The alarm went off early and in that last daze of sleep, we packed our gear into the truck. It was still dark when we pulled up to the entrance of White Sands National Monument. This was the moment we’d all been waiting for, the sunrise photo shoot.
The ranger reviewed our permit and opened the gate, allowing nine of us full access to the park without another person in sight. I was excited, quickly going over the list in my head. Tripod…memory cards…lenses…and the location I had picked out the night before when we’d made our first visit. I wished I had remembered a head lamp or flashlight. But, it was a bit late for that, so I planned to make do with what I had.
I stepped out of the truck to unload my gear. It was COLD! What was I thinking wearing capri pants for a sunrise shoot? BRRRR! We climbed back in and waited for the blue light to come. Now I was worried. How long could I stay out in the frigid weather?
Then things slowly began to come into focus. The early light that comes before the sun peeks over the horizon had arrived. It was as if the starting gun went off. Everyone was quickly out of the cars and moving in different directions. I grabbed my gear and walked out beyond the first dune. I left the world behind as I forged on alone. The footprints in the sand from the previous day had been wiped away by the overnight winds and the new canvas was just asking to be painted by the morning light.
For a brief moment I tensed up and wondered, “Are there snakes?” Then I thought about how cool it was and decided that if there were, they wouldn’t be out yet, so I relaxed and moved on.
Planning my route carefully, I walked in areas that wouldn’t show up in the pictures that were forming in my head. I sat down in the sand as I positioned my tripod. I was surprised by how soft and fine the sand was. I scooped a handful and let it run through my fingers. It was quiet and peaceful. I took a deep breath, letting it out slowly as I looked around at the incredible scenery of sand, grasses and yuccas. There was no sound, but a light breeze ruffled my hair. Saying a quick “thank you” out loud, I started trying to capture on my camera, the beauty I was seeing with my own eyes.
The cold didn’t exist as I quickly worked, moving to seek different perspectives. I would stop every few minutes to look around. In the past, I have been known to view my world through a camera lens and to miss the bigger picture. Making it a priority on my travels, I now stop to see, listen and appreciate my surroundings. It’s not all about capturing the “shot” but being aware and experiencing special moments. There is always a second when I can’t believe I’m here and then a feeling of gratitude for the opportunities I have to visit amazing places.

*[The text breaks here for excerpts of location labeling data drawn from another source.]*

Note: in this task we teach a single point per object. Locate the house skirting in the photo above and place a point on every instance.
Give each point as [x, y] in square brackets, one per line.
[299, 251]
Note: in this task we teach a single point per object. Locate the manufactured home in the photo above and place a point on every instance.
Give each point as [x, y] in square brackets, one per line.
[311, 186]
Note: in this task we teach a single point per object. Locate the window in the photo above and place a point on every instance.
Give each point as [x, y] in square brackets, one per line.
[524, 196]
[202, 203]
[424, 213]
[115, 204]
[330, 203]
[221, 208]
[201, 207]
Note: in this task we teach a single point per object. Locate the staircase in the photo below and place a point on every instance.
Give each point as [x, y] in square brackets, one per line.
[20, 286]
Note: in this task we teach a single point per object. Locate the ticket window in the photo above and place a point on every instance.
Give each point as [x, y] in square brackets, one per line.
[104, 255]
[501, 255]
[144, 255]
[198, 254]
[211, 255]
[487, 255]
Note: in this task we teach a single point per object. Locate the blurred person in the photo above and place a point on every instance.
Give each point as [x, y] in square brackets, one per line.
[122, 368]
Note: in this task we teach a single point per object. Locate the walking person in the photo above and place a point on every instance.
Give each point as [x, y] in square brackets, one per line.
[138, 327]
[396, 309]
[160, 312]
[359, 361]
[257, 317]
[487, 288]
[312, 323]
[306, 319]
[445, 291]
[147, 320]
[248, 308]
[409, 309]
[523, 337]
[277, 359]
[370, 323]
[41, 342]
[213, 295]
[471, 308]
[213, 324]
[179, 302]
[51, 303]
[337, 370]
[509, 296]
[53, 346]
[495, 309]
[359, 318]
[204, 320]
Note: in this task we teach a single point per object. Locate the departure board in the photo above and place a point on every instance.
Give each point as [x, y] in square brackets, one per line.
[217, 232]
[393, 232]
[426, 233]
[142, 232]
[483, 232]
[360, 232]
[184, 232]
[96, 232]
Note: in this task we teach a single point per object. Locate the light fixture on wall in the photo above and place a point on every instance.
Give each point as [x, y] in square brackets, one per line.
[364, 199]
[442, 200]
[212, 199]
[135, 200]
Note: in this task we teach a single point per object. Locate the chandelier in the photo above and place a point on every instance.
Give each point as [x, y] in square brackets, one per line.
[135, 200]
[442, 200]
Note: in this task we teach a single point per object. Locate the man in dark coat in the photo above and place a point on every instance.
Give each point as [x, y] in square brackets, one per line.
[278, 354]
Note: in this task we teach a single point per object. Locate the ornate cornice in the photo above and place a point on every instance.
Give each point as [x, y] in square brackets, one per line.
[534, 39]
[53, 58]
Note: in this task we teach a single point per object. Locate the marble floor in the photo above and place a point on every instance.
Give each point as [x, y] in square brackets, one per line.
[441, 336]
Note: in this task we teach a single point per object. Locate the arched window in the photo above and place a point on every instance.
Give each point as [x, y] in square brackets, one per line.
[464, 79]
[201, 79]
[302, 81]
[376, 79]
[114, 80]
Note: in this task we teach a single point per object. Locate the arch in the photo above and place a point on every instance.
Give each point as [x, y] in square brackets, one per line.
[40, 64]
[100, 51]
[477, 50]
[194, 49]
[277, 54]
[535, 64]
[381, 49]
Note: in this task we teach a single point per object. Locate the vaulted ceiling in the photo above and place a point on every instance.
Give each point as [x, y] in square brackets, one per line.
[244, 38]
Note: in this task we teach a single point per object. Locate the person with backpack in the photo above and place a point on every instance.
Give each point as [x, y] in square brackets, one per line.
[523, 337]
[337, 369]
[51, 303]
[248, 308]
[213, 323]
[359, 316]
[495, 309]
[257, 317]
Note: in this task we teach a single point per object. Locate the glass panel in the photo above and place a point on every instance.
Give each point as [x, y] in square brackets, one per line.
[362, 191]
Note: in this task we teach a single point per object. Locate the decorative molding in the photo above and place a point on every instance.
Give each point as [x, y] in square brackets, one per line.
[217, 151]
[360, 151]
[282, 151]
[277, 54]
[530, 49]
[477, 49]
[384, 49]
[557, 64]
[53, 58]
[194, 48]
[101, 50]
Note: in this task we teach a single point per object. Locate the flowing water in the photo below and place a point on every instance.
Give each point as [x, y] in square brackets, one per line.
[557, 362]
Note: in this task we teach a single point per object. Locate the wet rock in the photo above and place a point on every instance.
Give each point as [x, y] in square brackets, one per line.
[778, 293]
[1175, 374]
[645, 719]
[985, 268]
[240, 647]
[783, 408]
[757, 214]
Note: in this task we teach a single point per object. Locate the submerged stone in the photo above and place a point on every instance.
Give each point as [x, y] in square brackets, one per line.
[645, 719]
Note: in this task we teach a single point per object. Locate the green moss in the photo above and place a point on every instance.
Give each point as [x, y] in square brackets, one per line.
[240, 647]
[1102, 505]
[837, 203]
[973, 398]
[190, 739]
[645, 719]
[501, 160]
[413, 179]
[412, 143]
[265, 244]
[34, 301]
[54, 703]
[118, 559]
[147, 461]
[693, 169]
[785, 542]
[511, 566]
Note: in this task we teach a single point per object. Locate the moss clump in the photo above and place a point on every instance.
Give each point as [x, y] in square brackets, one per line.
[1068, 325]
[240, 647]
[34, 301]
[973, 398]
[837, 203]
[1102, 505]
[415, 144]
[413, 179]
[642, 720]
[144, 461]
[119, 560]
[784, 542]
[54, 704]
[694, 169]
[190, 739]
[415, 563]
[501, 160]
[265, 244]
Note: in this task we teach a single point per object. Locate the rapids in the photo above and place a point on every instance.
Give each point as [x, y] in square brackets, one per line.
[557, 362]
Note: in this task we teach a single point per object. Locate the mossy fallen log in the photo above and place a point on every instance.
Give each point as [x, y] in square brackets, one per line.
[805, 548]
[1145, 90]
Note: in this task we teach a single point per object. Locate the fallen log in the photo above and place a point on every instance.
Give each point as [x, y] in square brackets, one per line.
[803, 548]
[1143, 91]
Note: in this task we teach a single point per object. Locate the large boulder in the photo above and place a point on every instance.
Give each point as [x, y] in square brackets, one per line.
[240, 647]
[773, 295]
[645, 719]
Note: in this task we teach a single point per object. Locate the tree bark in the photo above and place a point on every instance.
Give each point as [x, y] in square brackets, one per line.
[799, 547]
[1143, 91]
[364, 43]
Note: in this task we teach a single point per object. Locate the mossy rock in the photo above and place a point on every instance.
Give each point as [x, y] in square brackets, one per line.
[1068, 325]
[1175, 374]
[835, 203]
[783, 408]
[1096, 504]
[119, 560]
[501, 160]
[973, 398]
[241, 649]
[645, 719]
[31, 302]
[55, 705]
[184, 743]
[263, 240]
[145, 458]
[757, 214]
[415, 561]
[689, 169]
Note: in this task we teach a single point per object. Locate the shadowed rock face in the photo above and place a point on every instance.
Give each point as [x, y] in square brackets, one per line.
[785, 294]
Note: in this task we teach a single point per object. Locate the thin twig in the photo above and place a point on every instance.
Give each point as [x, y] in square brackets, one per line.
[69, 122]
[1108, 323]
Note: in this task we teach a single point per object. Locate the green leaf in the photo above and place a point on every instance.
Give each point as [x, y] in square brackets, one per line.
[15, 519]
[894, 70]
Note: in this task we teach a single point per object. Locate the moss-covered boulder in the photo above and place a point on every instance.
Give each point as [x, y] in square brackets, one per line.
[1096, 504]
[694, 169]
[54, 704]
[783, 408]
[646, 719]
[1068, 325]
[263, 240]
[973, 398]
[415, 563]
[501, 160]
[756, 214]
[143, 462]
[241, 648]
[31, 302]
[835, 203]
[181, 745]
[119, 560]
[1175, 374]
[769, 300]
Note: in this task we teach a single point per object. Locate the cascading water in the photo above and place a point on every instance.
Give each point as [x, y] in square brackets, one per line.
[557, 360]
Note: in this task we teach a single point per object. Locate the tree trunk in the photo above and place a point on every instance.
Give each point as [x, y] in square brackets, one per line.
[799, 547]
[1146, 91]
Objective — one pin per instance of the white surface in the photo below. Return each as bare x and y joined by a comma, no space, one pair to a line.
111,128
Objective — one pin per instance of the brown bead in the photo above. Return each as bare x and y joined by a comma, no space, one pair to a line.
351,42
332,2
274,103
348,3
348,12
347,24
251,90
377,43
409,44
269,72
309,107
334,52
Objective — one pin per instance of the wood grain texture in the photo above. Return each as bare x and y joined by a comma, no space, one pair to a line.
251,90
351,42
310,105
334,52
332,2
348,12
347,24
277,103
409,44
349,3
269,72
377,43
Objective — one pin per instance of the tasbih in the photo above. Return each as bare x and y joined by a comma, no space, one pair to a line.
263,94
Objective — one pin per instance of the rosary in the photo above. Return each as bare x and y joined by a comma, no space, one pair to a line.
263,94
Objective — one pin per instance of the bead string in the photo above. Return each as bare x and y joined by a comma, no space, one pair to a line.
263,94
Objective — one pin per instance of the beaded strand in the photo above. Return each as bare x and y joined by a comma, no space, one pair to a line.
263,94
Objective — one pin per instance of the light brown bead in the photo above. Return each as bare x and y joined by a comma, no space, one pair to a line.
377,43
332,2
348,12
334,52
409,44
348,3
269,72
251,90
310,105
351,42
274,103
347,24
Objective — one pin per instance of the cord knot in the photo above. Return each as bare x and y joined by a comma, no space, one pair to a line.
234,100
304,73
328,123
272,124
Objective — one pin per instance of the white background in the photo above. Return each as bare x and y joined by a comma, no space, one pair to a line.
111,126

Getting up to reposition my shot, I looked back and saw the imprint of the back of my jeans in the sand. It was so perfect that I’m sure if I looked closely, I would have seen the brand name on the impression left by the snaps on my back pockets. I wondered if visitors later in the day would notice the print of my backside. The thought made me laugh out loud.
Then the sun made it’s appearance, slowly climbing over the edge of the horizon casting long shadows across the waves of sand. Yucca plants creating shadows five times their length. After a few minutes I removed my camera from the tripod and composed more shots, clicking the shutter until my memory card was full, quickly changing it out so I could begin again.
Before I knew it, my friend Janet was calling my name and the trance I’d been in from the moment I’d stepped out of the truck was broken. Sunrise was over and the group was headed to another area of the park. I stretched, picked up my tripod and walked back to where the vehicles were parked, taking a few last pictures along the way.
Staying around for a few more hours, this time in more of a group, we wandered around with our cameras. The scenery was still spectacular and it was fun to be with my fellow photographers. We laughed and experimented with different shots, this time adding people into the landscapes.
Then, satisfied with a job well done, we climbed back into the vehicles and returned to town for breakfast. It was a magical morning on the white sands.